Кингдон предусмотрительно не стал брать ее под руку, хотя на поле были сплошные кочки. Перед ангаром стоял новенький «Кертис Ориол». Механик прогревал двигатель. Кингдон с удовольствием и вместе с тем придирчиво осмотрел самолет.
– Это твой аэроплан? – спросила Тесса, перекрывая шум мотора.
– Очнись! Сейчас другие времена, – ответил Кингдон. – Консервативные в языке англичане по-прежнему называют их аэропланами, но мы, неразборчивые американцы, давно уже говорим просто: самолеты. Запомни это слово. Самолет! Я только что получил эту бабочку. Мне сделали ее на заказ. – Он махнул рукой. – Видишь? Фюзеляж обшит фанерой. Он более гладкий, чем у моего «Кэнака» или у старушки «Дженни». Ну как, впечатляет? Согласись, иметь три самолета – совсем неплохо для человека, который не так давно был рад печенью из твоей корзинки? Хочешь прокатиться?
Вопросы сыпались на нее градом. Она ответила на все одним кивком головы.
Текс зарабатывал на жизнь, выполняя воздушные трюки в фильмах с участием Кингдона Вэнса. Но «Зефир-Филд» оказалась на грани банкротства. Доходы от зевак и желающих полетать были никудышные. Для отважившихся подняться в воздух в ангаре имелись запасные летные костюмы. Тесса надела ватный жилет и кожаную куртку. Кингдон подал ей летный шлем, очки и ватные перчатки. Когда она была готова, он смешно раздул щеки.
– Толстуха!
Они вышли из ангара и направились к самолету. Он показал ей, куда ставить ногу, чтобы острым каблуком не порвать крыло. Она села на пассажирское место. Он забрался следом. Механик крутанул винт, потом убрал тормозные колодки. Кингдон дал газ, они взлетели и стали взбираться в небо.
Город лежал на востоке. Со всех сторон его обступали темно-зеленые цитрусовые рощи, серебристые масличные деревья, поля фасоли, огороды. Паутина дорог вилась среди зелени пригородов и окраин: Голливуд, Соутелл, Ла Баллона, Беверли-Хиллс, – с огромным овалом гоночной трассы – Санта-Моника, Редондо-Бич. К северу, в горах Санта-Моники виднелся перевал Кахуэнга. Здесь вперемежку были раскиданы местечки с испанскими, индейскими и американскими названиями. Видимо, присутствие Тессы напомнило Кингдону о Паловерде. Вообще он редко думал об этом месте, так как ранчо принадлежало Баду.
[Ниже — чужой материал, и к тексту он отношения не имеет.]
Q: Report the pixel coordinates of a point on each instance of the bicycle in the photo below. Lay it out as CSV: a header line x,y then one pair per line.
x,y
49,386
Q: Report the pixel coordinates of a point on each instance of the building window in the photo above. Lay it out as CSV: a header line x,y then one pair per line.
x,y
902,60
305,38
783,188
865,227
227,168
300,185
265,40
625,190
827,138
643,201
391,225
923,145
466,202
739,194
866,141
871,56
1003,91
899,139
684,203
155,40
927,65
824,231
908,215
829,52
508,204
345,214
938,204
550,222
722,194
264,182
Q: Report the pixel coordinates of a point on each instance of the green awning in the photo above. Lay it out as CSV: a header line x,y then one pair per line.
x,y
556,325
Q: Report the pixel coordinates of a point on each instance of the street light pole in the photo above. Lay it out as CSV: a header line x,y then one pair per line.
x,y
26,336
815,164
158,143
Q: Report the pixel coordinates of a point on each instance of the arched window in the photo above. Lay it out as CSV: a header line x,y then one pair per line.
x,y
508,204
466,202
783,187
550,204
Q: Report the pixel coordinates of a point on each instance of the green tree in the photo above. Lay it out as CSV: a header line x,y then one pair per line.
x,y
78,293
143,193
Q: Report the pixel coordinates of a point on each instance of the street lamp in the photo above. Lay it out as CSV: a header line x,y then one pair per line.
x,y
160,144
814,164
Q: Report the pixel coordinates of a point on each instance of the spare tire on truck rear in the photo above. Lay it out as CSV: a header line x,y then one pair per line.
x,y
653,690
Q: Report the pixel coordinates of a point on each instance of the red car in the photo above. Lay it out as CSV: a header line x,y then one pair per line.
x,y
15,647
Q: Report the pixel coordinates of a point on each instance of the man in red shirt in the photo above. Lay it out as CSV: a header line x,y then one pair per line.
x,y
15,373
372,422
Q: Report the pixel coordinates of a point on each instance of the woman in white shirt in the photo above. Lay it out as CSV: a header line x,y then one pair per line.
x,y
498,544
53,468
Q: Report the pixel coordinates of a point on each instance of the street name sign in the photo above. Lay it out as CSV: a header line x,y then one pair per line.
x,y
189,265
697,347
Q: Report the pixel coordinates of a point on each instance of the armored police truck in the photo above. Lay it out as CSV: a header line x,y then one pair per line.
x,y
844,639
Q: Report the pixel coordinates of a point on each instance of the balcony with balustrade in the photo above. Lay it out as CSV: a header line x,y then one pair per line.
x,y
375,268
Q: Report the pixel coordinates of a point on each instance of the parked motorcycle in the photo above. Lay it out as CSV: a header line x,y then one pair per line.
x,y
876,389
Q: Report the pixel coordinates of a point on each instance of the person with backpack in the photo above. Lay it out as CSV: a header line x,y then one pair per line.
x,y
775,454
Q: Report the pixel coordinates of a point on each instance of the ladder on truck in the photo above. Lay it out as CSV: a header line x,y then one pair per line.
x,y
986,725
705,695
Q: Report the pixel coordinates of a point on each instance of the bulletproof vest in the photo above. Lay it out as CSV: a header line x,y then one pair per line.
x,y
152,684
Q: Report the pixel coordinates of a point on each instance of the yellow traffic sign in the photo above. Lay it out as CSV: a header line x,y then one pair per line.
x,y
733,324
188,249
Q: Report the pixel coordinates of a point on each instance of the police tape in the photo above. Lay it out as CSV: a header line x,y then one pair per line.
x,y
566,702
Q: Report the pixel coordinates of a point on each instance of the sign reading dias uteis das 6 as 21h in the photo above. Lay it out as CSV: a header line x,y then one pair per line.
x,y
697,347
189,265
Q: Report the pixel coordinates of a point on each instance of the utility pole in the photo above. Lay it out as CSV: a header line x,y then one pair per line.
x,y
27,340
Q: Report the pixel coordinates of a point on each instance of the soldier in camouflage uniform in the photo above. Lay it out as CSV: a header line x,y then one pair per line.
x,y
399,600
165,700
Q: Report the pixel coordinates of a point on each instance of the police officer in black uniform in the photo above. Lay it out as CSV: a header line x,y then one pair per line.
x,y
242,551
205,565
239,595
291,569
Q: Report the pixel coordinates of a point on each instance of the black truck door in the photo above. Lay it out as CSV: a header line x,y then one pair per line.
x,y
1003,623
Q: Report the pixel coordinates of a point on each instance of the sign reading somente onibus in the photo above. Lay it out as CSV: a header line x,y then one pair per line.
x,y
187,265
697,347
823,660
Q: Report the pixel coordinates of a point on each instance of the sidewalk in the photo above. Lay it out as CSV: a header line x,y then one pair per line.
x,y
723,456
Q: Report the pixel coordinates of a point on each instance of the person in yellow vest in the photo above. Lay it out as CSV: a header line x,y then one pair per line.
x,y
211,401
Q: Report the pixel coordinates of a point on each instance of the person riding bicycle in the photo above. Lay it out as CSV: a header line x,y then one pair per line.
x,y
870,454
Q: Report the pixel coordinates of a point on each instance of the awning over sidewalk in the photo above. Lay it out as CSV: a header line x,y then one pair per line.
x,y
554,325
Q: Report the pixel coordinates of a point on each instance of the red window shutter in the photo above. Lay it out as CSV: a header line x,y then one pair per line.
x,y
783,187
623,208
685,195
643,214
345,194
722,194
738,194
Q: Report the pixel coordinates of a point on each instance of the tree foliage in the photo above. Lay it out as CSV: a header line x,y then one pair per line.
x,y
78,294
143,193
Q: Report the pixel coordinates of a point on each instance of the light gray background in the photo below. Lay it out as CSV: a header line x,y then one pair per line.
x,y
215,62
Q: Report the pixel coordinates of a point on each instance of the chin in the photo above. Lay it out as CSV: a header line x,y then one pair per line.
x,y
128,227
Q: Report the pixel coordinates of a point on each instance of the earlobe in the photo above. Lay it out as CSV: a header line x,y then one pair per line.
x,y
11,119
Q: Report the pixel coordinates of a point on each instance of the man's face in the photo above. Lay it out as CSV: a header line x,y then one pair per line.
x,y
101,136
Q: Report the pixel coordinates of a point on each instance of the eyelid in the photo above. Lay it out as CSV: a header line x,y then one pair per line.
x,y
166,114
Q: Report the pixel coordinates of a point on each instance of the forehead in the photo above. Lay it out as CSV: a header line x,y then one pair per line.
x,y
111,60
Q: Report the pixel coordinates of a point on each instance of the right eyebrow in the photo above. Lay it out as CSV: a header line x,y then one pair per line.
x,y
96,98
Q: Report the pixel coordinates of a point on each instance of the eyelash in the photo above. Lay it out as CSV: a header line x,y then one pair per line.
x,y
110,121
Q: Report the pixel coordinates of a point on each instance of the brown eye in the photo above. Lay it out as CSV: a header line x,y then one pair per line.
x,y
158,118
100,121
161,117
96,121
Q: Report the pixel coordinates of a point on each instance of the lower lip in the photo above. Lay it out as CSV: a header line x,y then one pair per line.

– Паловерде! – крикнула Тесса.
Он вздрогнул, когда ветер донес до него это слово. Она что, его мысли читает?.. Тесса очертила рукой пространство, включавшее в себя город, окружавшие его фермы и дубовые рощи вдоль горной гряды. Получился силуэт гигантской кошки, уткнувшейся мордой в Тихий океан. Самолет подбросило порывом ветра, и Кингдону показалось, что он владеет раскинувшейся внизу территорией, той землей, которую когда-то испанский король пожаловал его предку Гарсия.
– Теперь будем часто летать вместе, – крикнул он. Из-за ветра она не расслышала его слов, но согласно кивнула. Очки закрывали почти все ее лицо, были видны только полные нежные губы.
«Прекрасно! Дружба между братом и сестрой! И ничего больше! – подумал он. – Так будет легче. Чисто платонические отношения».
После этого они еще полетали. Он старался не дотрагиваться до нее, даже показывая, как управляют самолетом. На «Кэнаке» была вторая приборная доска, и он как-то разрешил ей взять управление на себя. Самолет тут же провалился вниз, и земля понеслась им навстречу. После этого стало ясно, что ее удел – пассажирское место.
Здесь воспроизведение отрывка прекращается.